Le chien d’Aubry de Montdidier.—Herbages et cabarets de l’île Notre-Dame.—La tour Loriaux et son fossé.—L’île Tranchée et l’île aux Vaches.—L’entreprise Marie.—Déboires et procès.—Le quartier de l’Ile.—Le pont de la Tournelle.—La tour des Galériens.—Le pont Marie.—Ecroulement de deux arches.—L’accident du pont Rouge.—Le quai des Balcons.—Les hôtels Bretonvilliers, Lambert, Pimodan, etc.—Les chantiers de bois de l’île Louviers.
LA PROCESSION SUR LE PONT ROUGE
Appelée île Notre-Dame avant de prendre le nom de son église paroissiale Saint-Louis, l’île Saint-Louis, comme plus ancien souvenir du temps où elle n’était que pré ou saulaie, herbage tranquille avec un cabaret peut-être sous les arbres, a la vieille légende du chien de Montargis, fameuse au moyen âge, et que rappelait une sculpture au manteau de la cheminée du grand château de Montargis.
On connaît l’aventure: Un nommé Aubry de Montdidier, ayant été assassiné et enterré dans une forêt près de Paris, son chien, après avoir passé plusieurs jours sur sa fosse, s’en fut trouver à Paris un ami de son maître et l’importuna tellement par ses hurlements et ses façons extraordinaires que celui-ci finit par comprendre qu’un malheur devait être arrivé à son ami.
Il suivit le chien qui l’entraîna jusqu’à la fosse où le malheureux Aubry gisait. Une sépulture chrétienne fut donnée au cadavre, le crime fut mis sur le compte de voleurs quelconques, et bientôt oublié.
Mais le fidèle animal n’oubliait pas.

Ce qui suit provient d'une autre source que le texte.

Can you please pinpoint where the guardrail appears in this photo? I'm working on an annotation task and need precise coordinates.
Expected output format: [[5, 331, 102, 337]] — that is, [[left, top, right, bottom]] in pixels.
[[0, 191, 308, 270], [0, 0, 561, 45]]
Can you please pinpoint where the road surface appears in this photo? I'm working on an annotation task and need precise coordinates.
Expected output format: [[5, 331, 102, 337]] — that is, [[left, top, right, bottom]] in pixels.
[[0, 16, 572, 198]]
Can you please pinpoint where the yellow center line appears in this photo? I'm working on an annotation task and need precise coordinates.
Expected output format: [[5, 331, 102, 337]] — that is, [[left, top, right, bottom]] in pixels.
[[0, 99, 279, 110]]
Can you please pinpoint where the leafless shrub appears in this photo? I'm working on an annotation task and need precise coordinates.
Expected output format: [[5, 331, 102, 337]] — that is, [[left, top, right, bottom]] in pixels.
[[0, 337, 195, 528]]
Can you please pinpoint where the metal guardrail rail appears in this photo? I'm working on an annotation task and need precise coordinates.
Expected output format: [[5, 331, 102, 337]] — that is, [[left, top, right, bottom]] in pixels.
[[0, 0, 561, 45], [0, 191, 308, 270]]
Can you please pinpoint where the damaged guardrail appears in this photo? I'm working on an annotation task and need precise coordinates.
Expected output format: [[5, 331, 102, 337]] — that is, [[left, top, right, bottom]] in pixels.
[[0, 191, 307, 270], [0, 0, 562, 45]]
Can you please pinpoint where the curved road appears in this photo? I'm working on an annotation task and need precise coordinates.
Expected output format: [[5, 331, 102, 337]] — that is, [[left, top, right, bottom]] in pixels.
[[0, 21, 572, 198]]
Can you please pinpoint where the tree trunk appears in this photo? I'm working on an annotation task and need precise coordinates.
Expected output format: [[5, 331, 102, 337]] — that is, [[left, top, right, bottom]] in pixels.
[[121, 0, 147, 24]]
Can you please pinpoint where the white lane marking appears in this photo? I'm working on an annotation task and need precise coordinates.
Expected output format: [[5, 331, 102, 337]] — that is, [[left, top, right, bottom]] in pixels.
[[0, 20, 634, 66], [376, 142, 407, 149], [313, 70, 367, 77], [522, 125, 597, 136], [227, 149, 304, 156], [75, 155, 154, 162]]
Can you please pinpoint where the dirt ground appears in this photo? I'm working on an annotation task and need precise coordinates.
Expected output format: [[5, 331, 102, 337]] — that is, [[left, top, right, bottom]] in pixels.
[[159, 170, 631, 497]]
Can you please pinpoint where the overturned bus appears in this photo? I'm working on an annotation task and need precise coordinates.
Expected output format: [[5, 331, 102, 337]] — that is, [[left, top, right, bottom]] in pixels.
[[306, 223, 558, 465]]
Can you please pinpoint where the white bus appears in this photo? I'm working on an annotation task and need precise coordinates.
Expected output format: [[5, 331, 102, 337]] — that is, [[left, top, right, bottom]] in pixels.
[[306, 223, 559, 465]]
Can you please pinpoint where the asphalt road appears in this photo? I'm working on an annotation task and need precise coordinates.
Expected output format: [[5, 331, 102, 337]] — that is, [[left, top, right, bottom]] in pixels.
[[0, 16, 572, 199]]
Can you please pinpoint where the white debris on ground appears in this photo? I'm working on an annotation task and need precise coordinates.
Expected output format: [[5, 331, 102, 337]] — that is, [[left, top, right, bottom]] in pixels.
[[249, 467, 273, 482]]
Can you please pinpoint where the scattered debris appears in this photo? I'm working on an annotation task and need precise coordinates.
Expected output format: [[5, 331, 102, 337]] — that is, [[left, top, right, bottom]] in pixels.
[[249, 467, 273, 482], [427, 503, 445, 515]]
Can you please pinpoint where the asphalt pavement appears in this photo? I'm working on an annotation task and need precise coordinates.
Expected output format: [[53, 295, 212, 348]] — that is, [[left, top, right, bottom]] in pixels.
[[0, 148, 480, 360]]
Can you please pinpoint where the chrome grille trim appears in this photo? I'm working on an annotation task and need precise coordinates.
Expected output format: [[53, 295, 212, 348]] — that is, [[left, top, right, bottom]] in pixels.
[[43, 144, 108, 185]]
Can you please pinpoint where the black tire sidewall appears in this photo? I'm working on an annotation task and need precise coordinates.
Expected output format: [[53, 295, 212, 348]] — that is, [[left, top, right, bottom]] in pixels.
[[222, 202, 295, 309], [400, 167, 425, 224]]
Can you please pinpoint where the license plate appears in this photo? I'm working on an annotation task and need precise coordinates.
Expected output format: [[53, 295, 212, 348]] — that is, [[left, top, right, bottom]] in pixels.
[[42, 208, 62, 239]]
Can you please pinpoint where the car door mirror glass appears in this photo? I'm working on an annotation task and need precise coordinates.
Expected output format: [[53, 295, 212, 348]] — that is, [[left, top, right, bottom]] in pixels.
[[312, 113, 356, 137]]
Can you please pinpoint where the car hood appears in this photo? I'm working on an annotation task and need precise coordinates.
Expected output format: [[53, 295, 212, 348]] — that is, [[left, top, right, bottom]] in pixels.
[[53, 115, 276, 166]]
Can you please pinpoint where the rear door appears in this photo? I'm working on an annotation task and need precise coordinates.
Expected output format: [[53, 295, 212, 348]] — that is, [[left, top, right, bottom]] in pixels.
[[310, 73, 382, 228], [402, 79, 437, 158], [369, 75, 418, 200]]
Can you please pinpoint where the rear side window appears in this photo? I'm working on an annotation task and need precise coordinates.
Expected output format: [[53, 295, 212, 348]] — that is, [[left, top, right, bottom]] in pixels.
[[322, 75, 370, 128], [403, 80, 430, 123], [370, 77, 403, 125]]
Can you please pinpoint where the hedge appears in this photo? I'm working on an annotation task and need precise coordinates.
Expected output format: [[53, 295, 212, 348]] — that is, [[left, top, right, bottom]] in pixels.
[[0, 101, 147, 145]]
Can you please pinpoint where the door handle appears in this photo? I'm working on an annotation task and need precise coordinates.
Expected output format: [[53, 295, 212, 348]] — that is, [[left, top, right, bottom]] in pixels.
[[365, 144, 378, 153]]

L’ami de son ancien maître l’avait gardé chez lui; un jour, il vit ce chien se jeter sur un homme avec fureur. On lui fit lâcher prise difficilement, on le battit. Plusieurs fois, le fait se renouvela; avec le même hérissement de fureur, le chien sautait à la gorge de l’homme, un chevalier nommé Macaire, chaque fois qu’il le rencontrait ou le découvrait dans un groupe. Comme Macaire était connu pour avoir été l’ennemi d’Aubry, des soupçons naquirent bientôt de l’acharnement du chien. Une accusation directe fut portée, finalement fut décidé le recours au jugement de Dieu. Le combat ayant été ordonné entre l’homme et le chien, les prés de l’île Notre-Dame servirent de champ clos. On sait que la bataille se termina par la victoire du chien, Macaire était vraiment l’assassin, il l’avoua avant de mourir.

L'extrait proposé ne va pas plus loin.